Video analytics — the automated analysis of terabytes of video content — has a proven track record helping investigators to glean information from surveillance cameras, recognize faces in a crowd or zoom in on the license plates of suspects. However, researchers know they need more advanced capabilities and software algorithms to go beyond detection and tracking and really understand the relationships between objects in video footage.
Perimeter-detection analytics is a mature art, says Maj. David Mulholland, commander of technical services at the United States Park Police. “But find me the person with the red shirt and baseball hat, or the person in the crowd walking west to east when everyone else is walking east to west,” he says. “Those are the type of analytics that require more robust capability” — basically, the capability to extract information, generate data sets and identify patterns.
A major challenge, says Jie Yang, program director at the National Science Foundation, is that software development has not kept pace with advances in video camera technology. In addition, there is now much more digital video data in nonstandard formats — petabytes of it – coming from cell phones, digital cameras, tablets, surveillance systems and unmanned aerial vehicles.
So-called computer vision research, which focuses on image processing, combined with computer graphics and natural language expertise, will move video analysis beyond object detection to help analysts determine the relationships between the objects, Yang says.
Visual Cortex on Silicon, an NSF-backed research project led by Penn State University, seeks to design a machine-vision system that operates much like human vision, allowing computers to record and understand visual content much faster and more efficiently than current technologies.
Finding the Needle in a Haystack
But what of all the existing video out there? One of today’s biggest Big Data challenges may be finding hits in the mountain of digital video produced by everyone from tourists with iPhones to surveillance drones. Government researchers are working to make usable information out of pixels.
The Intelligence Advanced Research Projects Activity (IARPA) is involved in a five-year research project called Aladdin Video. “The goal is to develop advanced software tools to let analysts search and work with video Big Data much like they do with text,” says Jill Crisman, a program manager within IARPA’s Office of Incisive Analysis. Aladdin uses a mix of audio and video extraction, knowledge representation and search technologies to process video.
The process starts with an automatic tagger that looks at the video in the analyst’s queue and creates a sophisticated search index for that information library.
“It is sort of like a giant card catalog of information about the videos,” Crisman says. The analysts query the catalog using a small number of existing video clips in which an event they are looking for occurs, plus some words that describe the event. Aladdin will process the query, search the catalog and provide a list of clips from the queue sorted by relevance.
A goal of Aladdin is to apply metatags to online video in order to describe its content and assist in multimedia event detection. “A text document for video,” Crisman calls it.

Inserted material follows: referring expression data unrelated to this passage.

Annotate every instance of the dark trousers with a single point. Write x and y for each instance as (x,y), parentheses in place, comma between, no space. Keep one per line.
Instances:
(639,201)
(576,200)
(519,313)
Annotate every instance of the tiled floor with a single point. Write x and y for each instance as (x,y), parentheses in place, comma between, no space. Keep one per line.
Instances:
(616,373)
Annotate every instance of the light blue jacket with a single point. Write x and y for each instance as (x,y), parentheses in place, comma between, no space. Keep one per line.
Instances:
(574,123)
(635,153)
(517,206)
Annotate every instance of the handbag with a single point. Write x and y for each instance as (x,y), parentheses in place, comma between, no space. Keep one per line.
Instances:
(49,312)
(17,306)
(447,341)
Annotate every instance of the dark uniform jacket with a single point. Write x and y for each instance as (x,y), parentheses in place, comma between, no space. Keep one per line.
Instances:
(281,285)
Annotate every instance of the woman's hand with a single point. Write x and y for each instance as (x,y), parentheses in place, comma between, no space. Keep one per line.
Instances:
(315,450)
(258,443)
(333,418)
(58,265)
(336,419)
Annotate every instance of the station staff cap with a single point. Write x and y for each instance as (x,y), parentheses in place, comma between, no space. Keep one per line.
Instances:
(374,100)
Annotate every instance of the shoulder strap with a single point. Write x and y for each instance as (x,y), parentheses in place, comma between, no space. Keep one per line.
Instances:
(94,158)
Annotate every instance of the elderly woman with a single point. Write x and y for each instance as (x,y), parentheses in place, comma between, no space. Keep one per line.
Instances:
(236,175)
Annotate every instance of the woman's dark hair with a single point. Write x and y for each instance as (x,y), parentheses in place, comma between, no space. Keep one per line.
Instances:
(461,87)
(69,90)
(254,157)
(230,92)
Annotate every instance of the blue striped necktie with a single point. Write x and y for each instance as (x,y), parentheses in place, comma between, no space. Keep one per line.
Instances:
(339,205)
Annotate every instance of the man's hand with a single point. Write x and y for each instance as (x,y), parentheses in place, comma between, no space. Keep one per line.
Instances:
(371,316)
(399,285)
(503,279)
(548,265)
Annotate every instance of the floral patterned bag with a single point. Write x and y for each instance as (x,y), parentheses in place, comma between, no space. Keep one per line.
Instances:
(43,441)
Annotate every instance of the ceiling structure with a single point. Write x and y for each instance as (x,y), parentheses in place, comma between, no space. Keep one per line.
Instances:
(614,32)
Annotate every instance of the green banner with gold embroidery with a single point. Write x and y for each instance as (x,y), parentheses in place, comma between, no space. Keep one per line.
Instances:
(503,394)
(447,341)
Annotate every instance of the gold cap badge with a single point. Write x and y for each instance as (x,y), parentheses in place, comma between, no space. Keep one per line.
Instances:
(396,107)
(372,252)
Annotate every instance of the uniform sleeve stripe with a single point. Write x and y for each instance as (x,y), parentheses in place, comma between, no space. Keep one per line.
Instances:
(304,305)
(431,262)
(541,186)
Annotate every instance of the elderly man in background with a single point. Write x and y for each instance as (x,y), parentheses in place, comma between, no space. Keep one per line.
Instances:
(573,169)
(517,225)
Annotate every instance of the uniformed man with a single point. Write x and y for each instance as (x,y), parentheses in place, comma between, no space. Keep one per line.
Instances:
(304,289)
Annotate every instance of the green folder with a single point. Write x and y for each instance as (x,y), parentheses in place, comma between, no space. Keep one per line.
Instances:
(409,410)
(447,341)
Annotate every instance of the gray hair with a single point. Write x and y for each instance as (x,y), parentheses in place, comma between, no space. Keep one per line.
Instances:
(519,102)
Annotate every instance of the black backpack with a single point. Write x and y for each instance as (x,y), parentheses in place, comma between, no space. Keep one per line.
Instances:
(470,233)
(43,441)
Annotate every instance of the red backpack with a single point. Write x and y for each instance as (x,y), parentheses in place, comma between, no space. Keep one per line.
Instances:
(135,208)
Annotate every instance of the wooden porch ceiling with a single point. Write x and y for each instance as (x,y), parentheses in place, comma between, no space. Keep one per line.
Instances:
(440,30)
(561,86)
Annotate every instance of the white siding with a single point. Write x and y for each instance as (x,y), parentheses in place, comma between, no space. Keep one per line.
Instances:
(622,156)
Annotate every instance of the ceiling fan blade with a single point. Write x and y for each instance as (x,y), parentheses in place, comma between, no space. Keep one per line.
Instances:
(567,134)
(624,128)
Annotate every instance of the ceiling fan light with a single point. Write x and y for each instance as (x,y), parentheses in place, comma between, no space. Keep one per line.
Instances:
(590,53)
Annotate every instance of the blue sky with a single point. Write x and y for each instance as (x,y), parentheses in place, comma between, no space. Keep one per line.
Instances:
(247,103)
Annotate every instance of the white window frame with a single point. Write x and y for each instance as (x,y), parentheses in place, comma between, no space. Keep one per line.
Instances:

Another IARPA program, called Finder, is developing tools to help analysts locate where videos were taken based on content instead of GPS tags. Researchers have created a model of the world so they can match what they see video content to global locations. The world model comprises 51 billion smaller models, corresponding to locations around the globe.
Video as Data
Ultimately, researchers want to be able to manipulate video the same way they manipulate other data. “We’re looking to exploit pixels and turn them into data that can be combined with [other sources],” said Ken Rice, chief of the ISR integration division at the National Geospatial-Intelligence Agency, at a recent National Institute of Standards and Technology symposium.
One major hurdle is the variety of algorithms currently used to process video. Rice says there could be as many as 20 algorithms to process video coming from Predator unmanned aerial vehicles.
“What we really need is an open framework for video processing,” which should include a way of characterizing what has been done to the pixels during processing, Rice says. That way, experts can factor into their analysis any uncertainty introduced by changes to the video.
The eyes may deceive, but advanced research into video analytics is closing the gap between what analysts see and what they know.